Putin never mentioned a willingness to gather the consent of the international community nor try and act with the support of any other state. In respect to both Russia’s strategic position and its international image (without even mentioning the international condemnation of their human rights abuses), Putin hasn’t shown himself to be the masterful diplomat that Forbes makes him out to be. This is because it’s far more likely that John Kerry’s acceptance of the Syrian chemical weapons plan had nothing to do with Russia’s threats or perceived strength but instead on considerations made within the United States on the changing nature of international relations (as argued in the first article in this series).
So what conclusions can be made about Russian diplomacy and their geopolitical position within the international system? The Syrian crisis certainly does not signal a significant rise in Russian geopolitical power. If anything, there is ample evidence that Russia’s current power and leverage internationally is diminishing. Russia is slowly losing ground in the Middle East and the thawing of US-Iranian relations and the decay of Assad’s regime have hastened this decline. Furthermore, Russia’s influence has been cut off in East Asia with the rise of China and a resurgent Japan. Lastly, Russia’s attempt at forming a new eastern European bloc seems to be losing traction as German economic leadership seems to be a sufficient incentive for many European nations to remain within the EU. Broadly speaking though, Russia’s decline in leverage stems from a failure to recognize a different international context.

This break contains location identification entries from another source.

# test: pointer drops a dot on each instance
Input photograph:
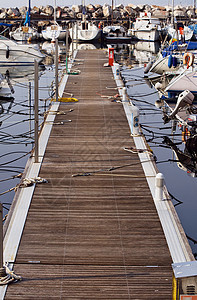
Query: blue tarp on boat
(191, 45)
(5, 24)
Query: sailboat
(25, 32)
(85, 31)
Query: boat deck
(97, 235)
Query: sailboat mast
(83, 11)
(172, 13)
(112, 15)
(54, 11)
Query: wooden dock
(97, 235)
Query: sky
(19, 3)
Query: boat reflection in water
(187, 159)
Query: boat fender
(170, 61)
(148, 66)
(7, 53)
(188, 59)
(174, 61)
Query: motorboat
(13, 53)
(85, 31)
(146, 28)
(170, 59)
(115, 33)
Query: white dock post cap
(159, 184)
(124, 95)
(134, 120)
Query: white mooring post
(36, 110)
(2, 268)
(159, 184)
(135, 131)
(124, 94)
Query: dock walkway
(97, 235)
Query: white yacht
(146, 28)
(13, 53)
(85, 31)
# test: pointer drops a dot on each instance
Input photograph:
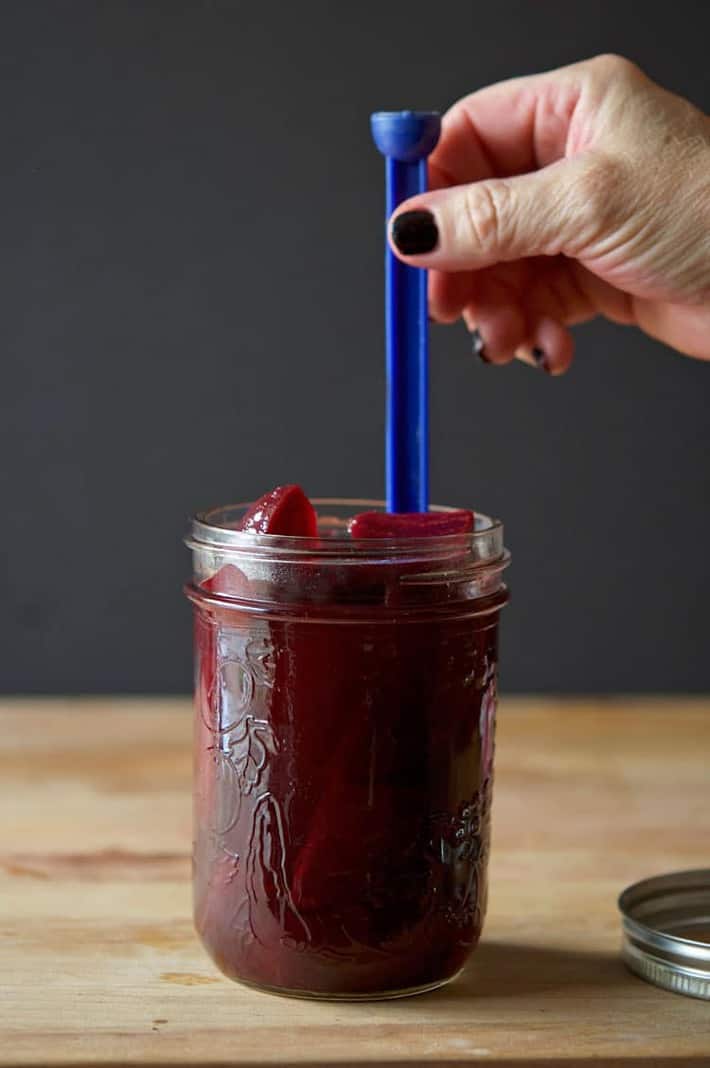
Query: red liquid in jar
(343, 787)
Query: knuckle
(613, 66)
(596, 198)
(487, 214)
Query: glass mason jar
(345, 695)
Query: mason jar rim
(215, 529)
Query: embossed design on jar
(458, 846)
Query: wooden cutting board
(99, 963)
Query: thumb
(559, 208)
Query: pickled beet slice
(387, 524)
(285, 511)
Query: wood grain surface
(100, 966)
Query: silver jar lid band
(666, 931)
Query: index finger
(513, 127)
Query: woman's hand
(564, 195)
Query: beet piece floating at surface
(284, 511)
(387, 524)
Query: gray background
(190, 250)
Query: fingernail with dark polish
(540, 359)
(414, 233)
(478, 346)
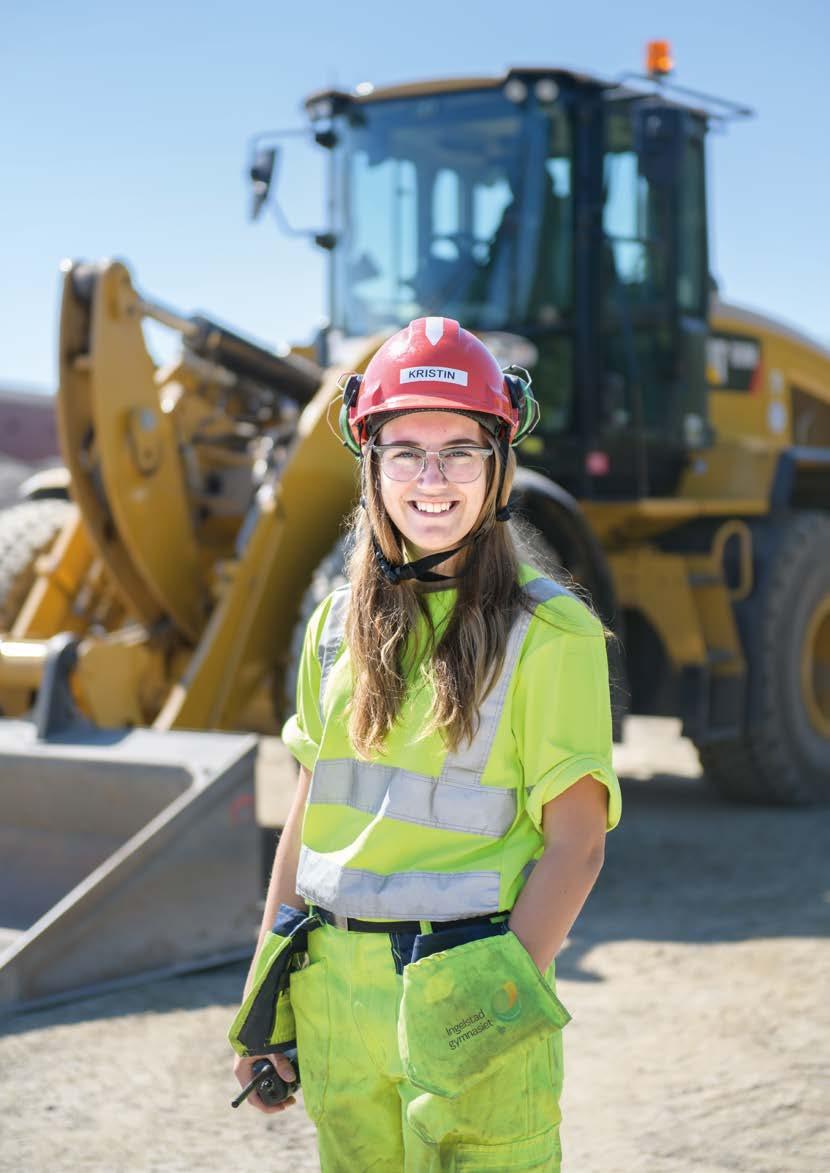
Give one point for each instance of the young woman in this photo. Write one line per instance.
(454, 736)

If the chemical weapons deal succeeds, Assad’s stockpiles are removed and cooperation continues between the United States and Iran over the state of Middle Eastern affairs, Barack Obama will be remembered for earning his Nobel Peace prize, while Putin will be remembered for ‘playing the game’. Russia needs to recognize that winning and losing in international diplomacy are both relative terms and relics of a bygone age once enjoyed by the European great powers. Interpretations of ‘great power’ are even waning as explanations of events as being driven by multiple actors, including states, inter-governmental organizations, non-governmental organizations, cultural movements, and ordinary citizens. These are becoming more extensive understandings of international relations which promote the pursuit of multilateral action and decisions through consensus rather than the pursuit of power and wealth through military conquest.